Push Essay

686 words - 3 pages

Sapphire, the author of the well-known book Push, grew up in the United States and taught literature to teenagers and adults in Harlem (Sapphire, II). Having had experience with younger generations of people from different genders, class, and ethnicity, she was able to observe the life issues of her students to a little extent; which probably inspired her to write the novel. Making the protagonist of the story African-American like herself, the author tries to set up the fundamental reality of discrimination of women; illiterate and poor, but more importantly, how these women fight back on their own without male support. Furthermore, we can observe how the feminist approach of the author is a reaction to fantastical myths of ideal feminine lives, such as Cinderella, where the two characters live happily ever after.

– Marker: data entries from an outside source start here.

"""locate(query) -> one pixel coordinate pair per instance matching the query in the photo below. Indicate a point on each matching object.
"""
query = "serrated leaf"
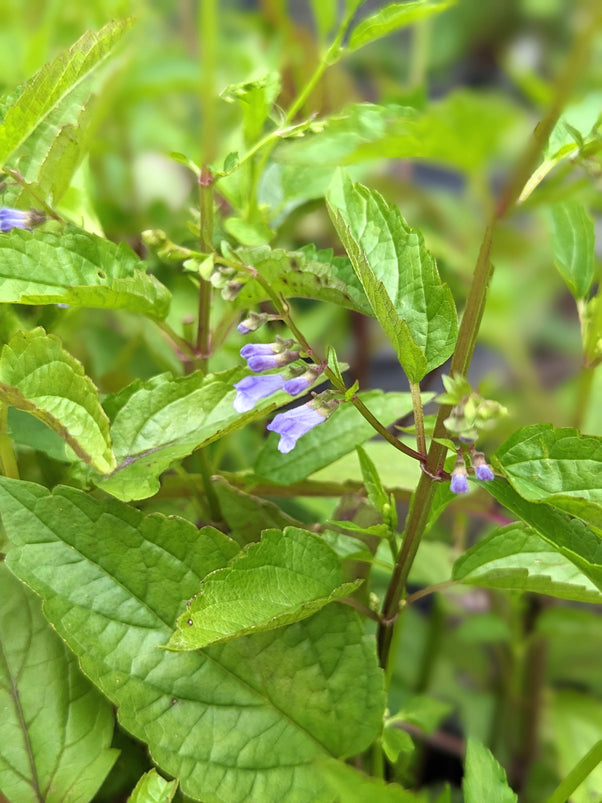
(341, 433)
(516, 558)
(392, 18)
(288, 576)
(39, 377)
(56, 729)
(400, 278)
(51, 85)
(569, 535)
(79, 269)
(573, 244)
(557, 466)
(484, 778)
(158, 422)
(245, 717)
(303, 274)
(152, 788)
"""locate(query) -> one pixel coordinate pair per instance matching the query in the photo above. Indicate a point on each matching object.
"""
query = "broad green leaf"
(341, 433)
(247, 515)
(392, 18)
(158, 422)
(306, 273)
(290, 575)
(400, 278)
(570, 536)
(152, 788)
(39, 377)
(244, 718)
(557, 466)
(53, 83)
(516, 558)
(56, 729)
(77, 268)
(348, 785)
(484, 779)
(573, 246)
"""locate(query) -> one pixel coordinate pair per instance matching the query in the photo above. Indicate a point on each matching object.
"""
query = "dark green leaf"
(55, 729)
(341, 433)
(400, 278)
(573, 244)
(250, 714)
(516, 558)
(287, 577)
(39, 377)
(77, 268)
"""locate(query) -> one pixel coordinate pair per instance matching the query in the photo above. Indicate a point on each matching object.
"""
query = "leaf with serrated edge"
(399, 276)
(160, 421)
(79, 269)
(152, 788)
(237, 721)
(56, 728)
(53, 82)
(288, 576)
(516, 558)
(39, 377)
(557, 466)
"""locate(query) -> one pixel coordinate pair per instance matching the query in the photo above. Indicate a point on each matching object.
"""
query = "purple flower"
(292, 424)
(484, 472)
(252, 388)
(459, 484)
(14, 219)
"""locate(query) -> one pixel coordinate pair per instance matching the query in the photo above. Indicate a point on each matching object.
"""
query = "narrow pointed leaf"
(56, 728)
(341, 433)
(152, 788)
(573, 244)
(516, 558)
(39, 377)
(398, 274)
(160, 421)
(238, 720)
(392, 18)
(288, 576)
(53, 83)
(77, 268)
(557, 466)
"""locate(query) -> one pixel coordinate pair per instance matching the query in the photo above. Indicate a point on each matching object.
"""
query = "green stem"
(8, 461)
(471, 321)
(577, 775)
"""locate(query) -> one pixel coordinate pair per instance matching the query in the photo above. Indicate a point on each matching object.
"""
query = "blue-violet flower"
(292, 424)
(252, 388)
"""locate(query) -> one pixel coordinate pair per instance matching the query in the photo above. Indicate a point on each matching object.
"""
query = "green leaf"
(306, 273)
(570, 536)
(400, 278)
(39, 377)
(158, 422)
(52, 84)
(55, 729)
(341, 433)
(484, 778)
(247, 515)
(573, 244)
(79, 269)
(557, 466)
(392, 18)
(287, 577)
(152, 788)
(516, 558)
(349, 785)
(250, 714)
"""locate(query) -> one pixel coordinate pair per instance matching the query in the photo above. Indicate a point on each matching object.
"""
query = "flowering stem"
(471, 320)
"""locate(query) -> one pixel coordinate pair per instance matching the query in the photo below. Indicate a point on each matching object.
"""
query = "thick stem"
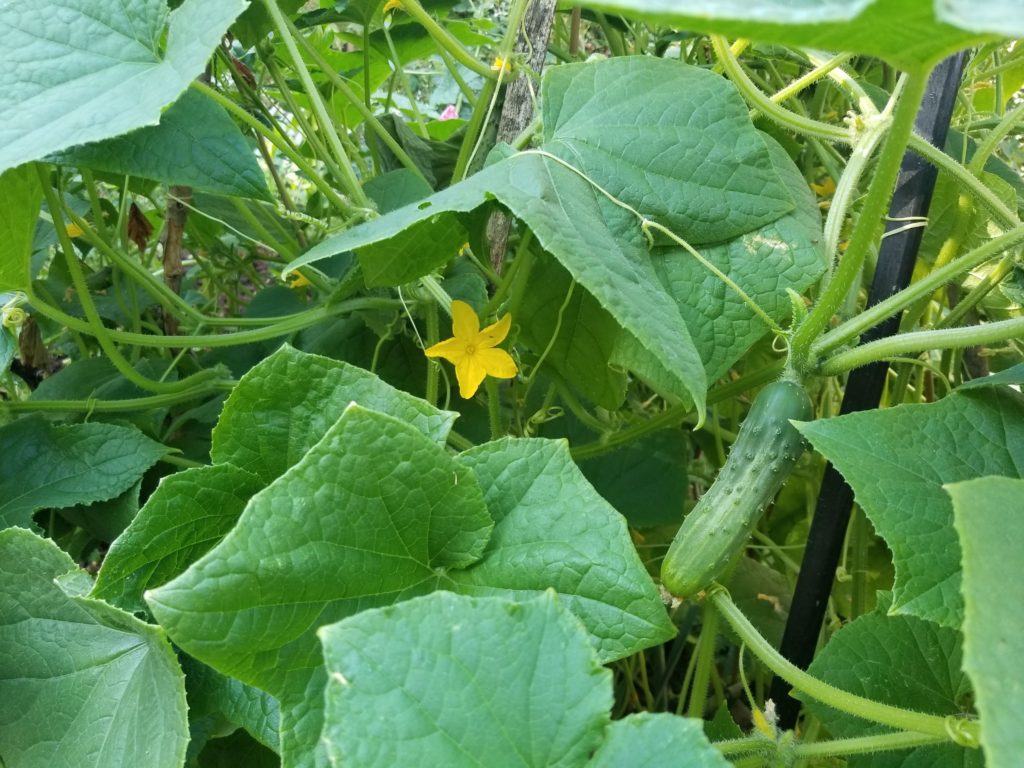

Claireece Precious Jones is the extreme opposite of what we may call the white, middle-class, and happy, stereotypical girl. Far from normal, this black, illiterate and poor eighteen year old conceives two children, both from her sexually disturbed father: “1983 and 1987, twelve years old and sixteen years old, first baby and this one coming” (21). This alone is not the sole tragedy of the book, all the women Sapphire portray are of different nationalities, poor and illiterate, each having had different issues, one more worse that the next. A great example of the illiteracy seen, from helpless teens, are from the ‘alternative school’ Precious attends, where she meets others like herself, like Rhonda, who was frequently raped by her brother, was kicked out of her house, and then left to prostitute to survive on her own: “Ma. Kimberton is… molesting with me at night/ she say get out of my house now. Filthy haint, night devil walker she call me” (Rhonda’s journal, I).

However, as evil and cruel these scenarios seem, the point of the author is to establish the position that these women hold in society when faced with their fears, on top of their disadvantage in schooling and in social class. The position of power and...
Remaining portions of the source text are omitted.